INITIAL FUNCTIONAL ANALYSIS

Initial functional analyses were performed using the SEAP reporter system (Clontech Laboratories, Palo Alto, CA) in COS cells. This system utilizes SEAP, a secreted form of human placental alkaline phosphatase, as a reporter molecule to monitor the activity of potential promoter and enhancer sequences. The constructs were cloned into the pSEAP2-Enhancer vector which contains the SV40 enhancer. The correct allele and orientation in each construct was verified by sequencing. Cell culture media between 48 h and 72 h after transfection were taken for the SEAP reporter assay. The monitoring of the SEAP protein was performed using the fluorescent substrate 4-methylumbelliferyl phosphate (MUP) in a fluorescent assay according to the manufacturer's instructions.

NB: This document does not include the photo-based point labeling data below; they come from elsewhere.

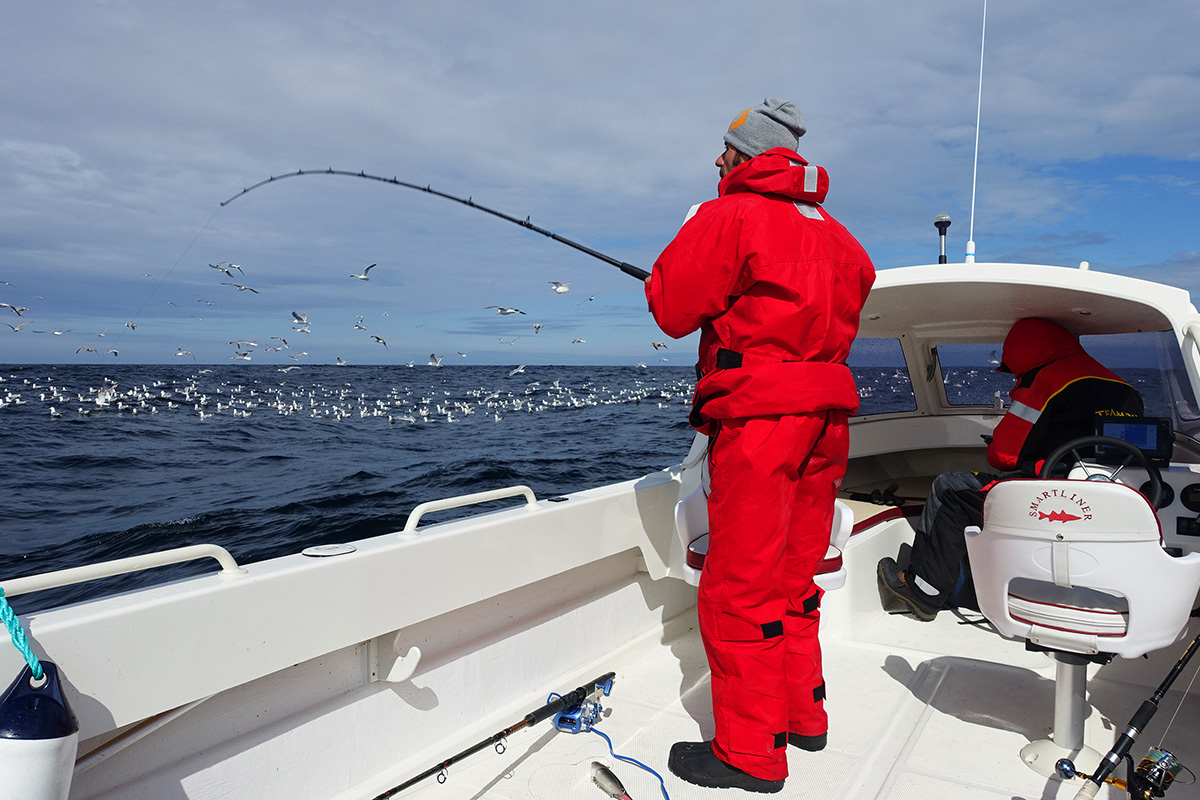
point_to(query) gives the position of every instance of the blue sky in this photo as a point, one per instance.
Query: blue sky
(124, 125)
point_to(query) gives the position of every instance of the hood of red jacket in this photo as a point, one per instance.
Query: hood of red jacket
(778, 172)
(1033, 343)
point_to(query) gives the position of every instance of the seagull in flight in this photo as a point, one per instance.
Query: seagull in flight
(227, 268)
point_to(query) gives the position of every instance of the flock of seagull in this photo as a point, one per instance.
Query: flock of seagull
(207, 395)
(244, 349)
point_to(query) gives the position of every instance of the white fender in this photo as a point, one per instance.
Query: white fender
(39, 738)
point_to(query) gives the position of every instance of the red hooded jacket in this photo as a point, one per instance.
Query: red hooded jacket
(1060, 390)
(769, 276)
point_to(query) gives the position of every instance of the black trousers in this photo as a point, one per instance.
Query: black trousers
(940, 548)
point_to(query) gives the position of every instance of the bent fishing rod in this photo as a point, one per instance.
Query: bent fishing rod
(628, 269)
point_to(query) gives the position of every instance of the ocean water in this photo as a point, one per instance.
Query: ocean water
(141, 458)
(99, 463)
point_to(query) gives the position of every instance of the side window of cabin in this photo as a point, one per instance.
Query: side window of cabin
(881, 376)
(970, 377)
(1152, 364)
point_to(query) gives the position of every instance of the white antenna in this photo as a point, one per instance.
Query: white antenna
(975, 175)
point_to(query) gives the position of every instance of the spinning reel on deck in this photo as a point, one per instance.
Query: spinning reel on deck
(1156, 773)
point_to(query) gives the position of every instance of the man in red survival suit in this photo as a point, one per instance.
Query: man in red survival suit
(1060, 391)
(775, 286)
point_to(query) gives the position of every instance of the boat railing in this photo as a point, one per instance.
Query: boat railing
(466, 500)
(87, 572)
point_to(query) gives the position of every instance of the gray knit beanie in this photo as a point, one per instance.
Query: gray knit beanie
(775, 124)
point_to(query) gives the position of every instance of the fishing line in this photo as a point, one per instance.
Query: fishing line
(628, 269)
(171, 269)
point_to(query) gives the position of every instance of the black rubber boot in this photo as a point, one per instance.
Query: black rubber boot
(696, 763)
(811, 744)
(894, 581)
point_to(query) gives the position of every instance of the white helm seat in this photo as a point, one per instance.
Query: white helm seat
(1078, 567)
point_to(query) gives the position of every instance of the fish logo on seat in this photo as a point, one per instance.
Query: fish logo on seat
(1057, 516)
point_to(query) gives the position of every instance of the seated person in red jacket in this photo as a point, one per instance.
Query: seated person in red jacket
(1060, 391)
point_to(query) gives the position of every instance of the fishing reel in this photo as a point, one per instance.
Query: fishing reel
(1151, 779)
(583, 715)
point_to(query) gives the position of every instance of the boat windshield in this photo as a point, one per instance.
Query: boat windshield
(881, 376)
(1150, 361)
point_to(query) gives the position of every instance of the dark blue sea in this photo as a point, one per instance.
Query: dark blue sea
(99, 463)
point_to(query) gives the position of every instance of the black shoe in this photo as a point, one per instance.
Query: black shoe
(811, 744)
(696, 763)
(894, 581)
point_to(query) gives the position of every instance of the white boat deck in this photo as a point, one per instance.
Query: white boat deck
(903, 716)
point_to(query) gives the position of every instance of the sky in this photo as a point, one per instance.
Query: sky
(125, 125)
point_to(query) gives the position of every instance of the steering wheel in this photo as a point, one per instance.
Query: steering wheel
(1134, 455)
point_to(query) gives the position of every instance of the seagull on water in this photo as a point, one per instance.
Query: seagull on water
(364, 276)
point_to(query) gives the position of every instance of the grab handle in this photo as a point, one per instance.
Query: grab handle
(229, 569)
(465, 500)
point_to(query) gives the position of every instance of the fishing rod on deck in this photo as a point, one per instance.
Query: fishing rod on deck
(573, 711)
(628, 269)
(1156, 773)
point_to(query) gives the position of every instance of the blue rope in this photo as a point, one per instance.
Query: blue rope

Data are representative of at least two independent experiments.

STATISTICAL ANALYSES

Parametric linkage and nonparametric affected sib-pair (ASP) analyses were carried using the same programs and parameters as in the original linkage study⁴. Two traits were investigated, the FCHL and TG trait. The MLINK program of the. LINKAGE package⁴³ version FASTLINK 4.1 P^44"45 was used as implemented by the ANALYZE package⁴⁶ to perform the parametric two-point and multipoint linkage analyses. The ASP analysis was performed using the SIBPAIR program of the ANALYZE package⁴⁶. For each marker, allele frequencies were estimated from all individuals using the DOWNFREQ program⁴⁷.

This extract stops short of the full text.